Ich schnapp' mir einen Mann
MP-Läufe waren leistungsstarke Teleobjektive.
Die Mafia-Schergen waren Mafia-Schergen.
»Presse!«, schrie Flora.
»Ich bin nicht blöd und nicht blind!«, schrie Anton zurück.
Die Meute war schneller beim BMW als Anton und Flora. Zwei der
rasenden Reporter versperrten Anton den Weg zur Fahrertür, zwei andere
blockierten die Beifahrerseite. Der fünfte bezog Posten an der hinteren
Stoßstange, als könnte es Anton oder Flora einfallen, durch den
Kofferraum einzusteigen. Der Reporter kletterte auf den
Kofferraumdeckel, hob seine Kamera und schoss ein Dauerfeuer von
Blitzen ab.
Die anderen brüllten von allen Seiten auf Flora und Anton ein.
Drei der Männer gehörten offensichtlich zu einem Fernsehteam. Einer
hatte eine Kamera im Anschlag, ein anderer schleppte einen Kasten mit
Reglern und einen Scheinwerfer über der Schulter, der nicht richtig zu
funktionieren schien, und der dritte machte Anstalten, Flora ein
überdimensionales Mikro in den Mund zu stecken. Es war von einem
scheußlichen Bananengelb und hing an einer langen Stange.
»Bitte!«, rief Flora.
Der Bananenhalter mochte sich anscheinend nicht festlegen, ob
sie bitte ja oder bitte nein meinte. Er entschied sich für Ersteres und
ließ das Mikro an Ort und Stelle.
Anton erkannte zu seinem größten Unbehagen den Typ, der ihn
schon mehrfach im Gericht genervt hatte. Schartenbrink. Seine täglichen
blutrünstigen News waren das Markenzeichen im Vorabendprogramm eines
großen Privatsenders.
»Wie ist Ihr gesundheitlicher Zustand?«, schrie Schartenbrink
Flora an. »Hat der Entführer Sie sexuell belästigt?«
Seine Frage kam nicht von ungefähr. Schartenbrink war ein
Journalist, der genau wusste, was im TV gefragt war. Verbrechen kam an
erster, Sex an zweiter, Gesundheit an dritter Stelle aller Quotenhits.
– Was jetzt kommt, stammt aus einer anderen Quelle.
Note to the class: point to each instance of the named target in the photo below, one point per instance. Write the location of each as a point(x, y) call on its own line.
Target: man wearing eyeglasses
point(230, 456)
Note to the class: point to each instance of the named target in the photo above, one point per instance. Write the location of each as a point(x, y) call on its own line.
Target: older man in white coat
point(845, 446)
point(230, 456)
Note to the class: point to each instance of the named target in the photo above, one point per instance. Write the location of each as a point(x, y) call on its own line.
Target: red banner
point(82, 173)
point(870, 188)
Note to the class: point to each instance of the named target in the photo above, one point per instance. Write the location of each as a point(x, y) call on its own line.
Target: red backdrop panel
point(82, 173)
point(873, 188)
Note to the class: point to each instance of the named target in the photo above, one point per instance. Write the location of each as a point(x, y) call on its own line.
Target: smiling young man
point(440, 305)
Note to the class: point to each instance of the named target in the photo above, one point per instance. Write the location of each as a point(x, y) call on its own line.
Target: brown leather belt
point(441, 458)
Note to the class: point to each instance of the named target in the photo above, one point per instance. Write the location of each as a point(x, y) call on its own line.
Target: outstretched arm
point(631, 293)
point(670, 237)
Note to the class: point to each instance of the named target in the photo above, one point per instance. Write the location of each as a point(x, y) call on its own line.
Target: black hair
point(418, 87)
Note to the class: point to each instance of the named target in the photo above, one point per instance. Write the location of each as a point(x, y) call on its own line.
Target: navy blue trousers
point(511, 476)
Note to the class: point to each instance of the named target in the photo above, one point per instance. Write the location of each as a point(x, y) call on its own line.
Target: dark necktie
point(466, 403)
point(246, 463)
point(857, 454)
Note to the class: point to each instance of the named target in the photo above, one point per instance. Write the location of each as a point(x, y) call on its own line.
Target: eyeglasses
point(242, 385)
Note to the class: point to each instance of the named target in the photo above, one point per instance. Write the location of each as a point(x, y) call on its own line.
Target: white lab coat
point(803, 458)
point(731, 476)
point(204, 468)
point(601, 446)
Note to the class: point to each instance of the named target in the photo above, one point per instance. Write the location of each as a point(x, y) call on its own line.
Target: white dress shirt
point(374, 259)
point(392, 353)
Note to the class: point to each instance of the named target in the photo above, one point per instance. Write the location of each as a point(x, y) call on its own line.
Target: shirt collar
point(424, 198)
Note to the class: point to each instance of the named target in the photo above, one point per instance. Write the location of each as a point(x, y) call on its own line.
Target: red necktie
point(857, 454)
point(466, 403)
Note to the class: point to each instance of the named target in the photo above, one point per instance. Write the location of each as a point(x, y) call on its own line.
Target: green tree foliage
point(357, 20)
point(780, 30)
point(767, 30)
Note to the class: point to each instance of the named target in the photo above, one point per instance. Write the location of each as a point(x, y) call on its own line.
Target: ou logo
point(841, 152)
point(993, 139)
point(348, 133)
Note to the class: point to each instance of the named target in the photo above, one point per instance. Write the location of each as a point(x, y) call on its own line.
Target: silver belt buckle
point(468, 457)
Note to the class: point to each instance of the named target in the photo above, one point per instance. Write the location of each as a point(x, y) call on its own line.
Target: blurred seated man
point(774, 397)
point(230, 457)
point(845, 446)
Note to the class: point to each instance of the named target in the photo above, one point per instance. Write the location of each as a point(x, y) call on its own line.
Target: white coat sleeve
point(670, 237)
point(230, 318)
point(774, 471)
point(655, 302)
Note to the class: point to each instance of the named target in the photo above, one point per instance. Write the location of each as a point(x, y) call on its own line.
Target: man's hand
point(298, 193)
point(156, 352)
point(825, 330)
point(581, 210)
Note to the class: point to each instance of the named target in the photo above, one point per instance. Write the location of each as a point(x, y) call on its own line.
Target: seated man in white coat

Die Kombination aller drei Themen war folglich absolut unschlagbar. Ein
Straßenfeger.
Gesundheit war dabei im weitesten Sinne zu verstehen; das
hatte nichts mit Rheumakissen oder Kariesprophylaxe zu tun. Hierzu
zählte vielmehr totgeschossen oder mit dem Rasiermesser verunstaltet zu
werden, sturzbetrunken in einen offenen Gully zu fallen oder, was für
ein Schmankerl, hochschwanger von einem verbrecherischen Anwalt
entführt und sexuell missbraucht zu werden.
»Mir geht es gut«, sagte Flora.
Doch das interessierte natürlich niemanden.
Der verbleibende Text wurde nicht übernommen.